A day after state Bank of India (SBI) took the decision of linking the interest rate of short-term loans and large savings deposits rates to the external benchmark of MPC’s repo rate to address the issue of rapid transmission of changes in rates (interest rates) decided by RBI‘s Monetary Policy Committee (MPC).
The SBI chairman Rajnish Kumar on Saturday said that loans and deposits of below ₹ 1 lakh will continue to be lined to the current MCLR (Marginal Cost fun-based Lending Rate) to protect the retail customers from market fluctuations.
“The category which we have linked to the external benchmark is the best category–all cash credits and overdrafts above ₹1 lakh. Here also, for accounts with ₹1 lakh and below, we’ve kept out of the purview as we believe that retail customers should not be forced to suffer from the market vagaries,” Kumar told reporters while attending an even organised by Chamber of Commerce sidelines.

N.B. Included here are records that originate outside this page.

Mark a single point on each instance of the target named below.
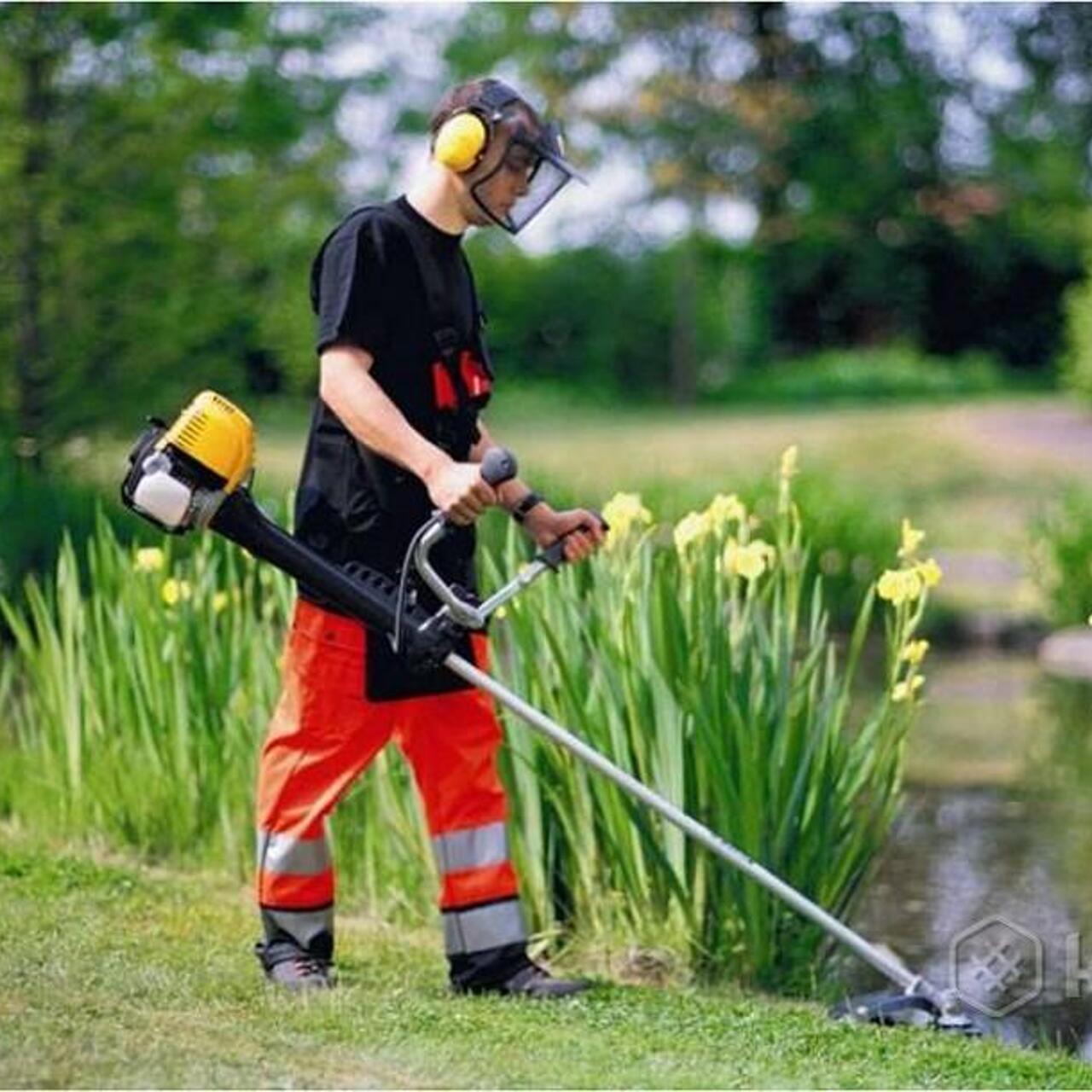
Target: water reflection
(996, 822)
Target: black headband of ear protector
(547, 171)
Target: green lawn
(118, 975)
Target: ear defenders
(463, 140)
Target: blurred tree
(166, 175)
(900, 190)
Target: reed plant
(133, 702)
(136, 701)
(698, 658)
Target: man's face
(502, 177)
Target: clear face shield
(530, 172)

Becoming the first domestic bank, SBI said it will be linking interest rates on savings bank (SB) deposits with balances over ₹1 lakh and cash credit (CC) accounts and overdrafts (OD) with limits above ₹1 lakh to the repo rate decided by the Central bank. The new regulations will be effective from May 1.
At present lenders like Kotak Mahindra Bank, Yes Bank, RBL Bank and Singaporean lender DBS Bank are paying higher interest of about 5-6% on the saving account deposits, regardless of the amount. While SBI and other big lenders like ICICI and HDFC Bank offer an interest rate of about 4% per annum.

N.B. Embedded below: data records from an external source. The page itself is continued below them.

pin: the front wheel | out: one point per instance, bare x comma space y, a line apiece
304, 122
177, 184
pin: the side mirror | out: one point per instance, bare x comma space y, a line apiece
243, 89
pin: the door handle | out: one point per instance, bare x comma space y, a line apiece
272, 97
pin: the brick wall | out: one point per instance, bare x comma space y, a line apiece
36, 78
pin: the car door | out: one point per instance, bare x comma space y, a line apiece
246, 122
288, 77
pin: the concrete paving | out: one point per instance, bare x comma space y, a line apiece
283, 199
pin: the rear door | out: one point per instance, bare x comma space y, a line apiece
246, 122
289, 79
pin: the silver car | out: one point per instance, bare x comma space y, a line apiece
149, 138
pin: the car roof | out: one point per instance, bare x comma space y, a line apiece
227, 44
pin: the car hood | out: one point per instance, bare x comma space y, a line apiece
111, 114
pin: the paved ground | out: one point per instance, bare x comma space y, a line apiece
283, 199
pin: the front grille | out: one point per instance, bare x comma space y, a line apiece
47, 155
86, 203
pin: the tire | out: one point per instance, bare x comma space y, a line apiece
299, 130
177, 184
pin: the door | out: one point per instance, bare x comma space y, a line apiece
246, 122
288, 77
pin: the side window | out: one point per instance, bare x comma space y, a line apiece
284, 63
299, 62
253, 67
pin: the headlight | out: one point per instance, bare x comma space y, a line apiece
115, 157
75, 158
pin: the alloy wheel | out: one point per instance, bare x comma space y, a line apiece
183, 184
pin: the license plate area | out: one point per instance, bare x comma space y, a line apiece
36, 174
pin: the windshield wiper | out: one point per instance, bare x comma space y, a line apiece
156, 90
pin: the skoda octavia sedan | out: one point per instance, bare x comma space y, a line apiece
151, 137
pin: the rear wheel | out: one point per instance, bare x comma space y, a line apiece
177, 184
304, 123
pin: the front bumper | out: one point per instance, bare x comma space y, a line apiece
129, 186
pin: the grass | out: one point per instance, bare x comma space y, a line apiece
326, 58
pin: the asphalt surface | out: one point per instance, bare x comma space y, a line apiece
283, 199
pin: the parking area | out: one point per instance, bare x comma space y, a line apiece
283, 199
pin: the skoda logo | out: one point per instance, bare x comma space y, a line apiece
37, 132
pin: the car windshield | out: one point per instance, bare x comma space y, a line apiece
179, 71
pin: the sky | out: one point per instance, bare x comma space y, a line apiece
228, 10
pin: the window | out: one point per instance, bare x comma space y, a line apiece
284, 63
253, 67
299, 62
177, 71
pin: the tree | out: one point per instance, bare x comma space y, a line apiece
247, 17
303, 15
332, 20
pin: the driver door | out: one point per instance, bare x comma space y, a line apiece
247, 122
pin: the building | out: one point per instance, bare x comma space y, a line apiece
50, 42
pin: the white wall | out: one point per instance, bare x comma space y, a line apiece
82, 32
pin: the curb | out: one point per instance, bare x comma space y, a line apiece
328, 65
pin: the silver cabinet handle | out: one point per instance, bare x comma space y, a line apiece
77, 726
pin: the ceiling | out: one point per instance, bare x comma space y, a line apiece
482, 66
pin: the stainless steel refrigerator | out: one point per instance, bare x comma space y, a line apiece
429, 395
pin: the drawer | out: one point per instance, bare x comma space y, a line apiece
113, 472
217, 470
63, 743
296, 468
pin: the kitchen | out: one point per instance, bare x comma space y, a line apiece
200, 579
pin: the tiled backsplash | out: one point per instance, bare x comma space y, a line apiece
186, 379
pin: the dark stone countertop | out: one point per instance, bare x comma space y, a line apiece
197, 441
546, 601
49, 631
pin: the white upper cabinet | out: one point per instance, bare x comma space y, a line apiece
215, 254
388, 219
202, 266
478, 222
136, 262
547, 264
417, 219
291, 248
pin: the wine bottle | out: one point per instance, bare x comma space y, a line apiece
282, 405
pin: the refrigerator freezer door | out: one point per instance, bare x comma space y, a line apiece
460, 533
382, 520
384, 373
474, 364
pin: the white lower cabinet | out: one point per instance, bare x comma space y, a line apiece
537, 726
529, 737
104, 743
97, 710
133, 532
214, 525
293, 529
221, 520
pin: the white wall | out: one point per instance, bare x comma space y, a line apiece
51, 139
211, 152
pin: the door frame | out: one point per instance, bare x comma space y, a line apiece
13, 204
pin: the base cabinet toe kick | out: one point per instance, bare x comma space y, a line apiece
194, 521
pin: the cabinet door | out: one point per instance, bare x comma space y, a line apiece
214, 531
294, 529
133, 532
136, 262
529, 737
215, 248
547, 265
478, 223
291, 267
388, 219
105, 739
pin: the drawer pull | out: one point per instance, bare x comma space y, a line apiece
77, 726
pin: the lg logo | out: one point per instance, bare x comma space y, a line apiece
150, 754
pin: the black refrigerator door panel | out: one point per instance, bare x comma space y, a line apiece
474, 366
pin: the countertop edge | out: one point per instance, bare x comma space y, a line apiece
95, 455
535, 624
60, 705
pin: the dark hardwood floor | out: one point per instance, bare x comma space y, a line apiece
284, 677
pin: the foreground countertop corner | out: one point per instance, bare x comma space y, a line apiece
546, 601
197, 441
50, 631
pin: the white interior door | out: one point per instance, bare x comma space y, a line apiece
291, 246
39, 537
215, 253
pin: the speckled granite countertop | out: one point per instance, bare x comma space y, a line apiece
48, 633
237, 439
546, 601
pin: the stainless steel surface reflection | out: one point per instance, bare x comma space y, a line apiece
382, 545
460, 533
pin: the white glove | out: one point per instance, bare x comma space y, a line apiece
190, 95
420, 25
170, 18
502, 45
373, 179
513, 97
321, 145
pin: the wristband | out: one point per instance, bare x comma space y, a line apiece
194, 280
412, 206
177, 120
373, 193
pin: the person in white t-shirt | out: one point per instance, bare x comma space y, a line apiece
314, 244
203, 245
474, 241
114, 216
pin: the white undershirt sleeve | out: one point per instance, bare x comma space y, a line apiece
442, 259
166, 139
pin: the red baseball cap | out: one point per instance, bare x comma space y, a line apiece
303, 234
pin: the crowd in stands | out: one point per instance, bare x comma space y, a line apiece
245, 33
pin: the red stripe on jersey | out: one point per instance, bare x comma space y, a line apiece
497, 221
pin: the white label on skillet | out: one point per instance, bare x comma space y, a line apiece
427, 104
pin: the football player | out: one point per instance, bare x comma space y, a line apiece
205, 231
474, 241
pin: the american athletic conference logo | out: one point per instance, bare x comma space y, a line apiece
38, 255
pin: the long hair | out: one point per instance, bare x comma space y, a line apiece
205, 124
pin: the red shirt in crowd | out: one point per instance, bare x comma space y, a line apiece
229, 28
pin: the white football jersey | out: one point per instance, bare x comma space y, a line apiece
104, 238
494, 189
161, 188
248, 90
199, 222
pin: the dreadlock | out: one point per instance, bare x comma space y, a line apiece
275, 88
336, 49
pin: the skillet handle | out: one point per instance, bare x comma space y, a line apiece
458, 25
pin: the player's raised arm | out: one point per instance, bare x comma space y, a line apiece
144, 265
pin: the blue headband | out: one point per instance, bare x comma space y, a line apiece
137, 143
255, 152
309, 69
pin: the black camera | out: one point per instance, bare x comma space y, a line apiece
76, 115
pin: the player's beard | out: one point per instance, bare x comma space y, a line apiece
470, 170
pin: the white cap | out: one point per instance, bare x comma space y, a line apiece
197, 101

Now after the announcement, from May 1 bank will earn an interest of 3.5% on the saving account deposit of over 1 lakh. While for amount less than 1 lakh interest earned would be 4%.
On the issue SBI Chairman also commented that, across the world the retail loans are not left to the market forces alone, its the corporate loans accounts which are left to the market forces. Further, he also said that the SBI’s decision was in sync with the central bank earlier order on MCLR and loan prices.
“Retail loans will continue to be linked to MCLR for the time being. If the loan is long-term in nature, you cannot re-price it very frequently…that way MCLR is a good solution,” Kumar said.
Linking savings bank deposits rate to the repo rate to MCLR, will lead to self adjustment of of MCLR in accordance to the change in repo rate.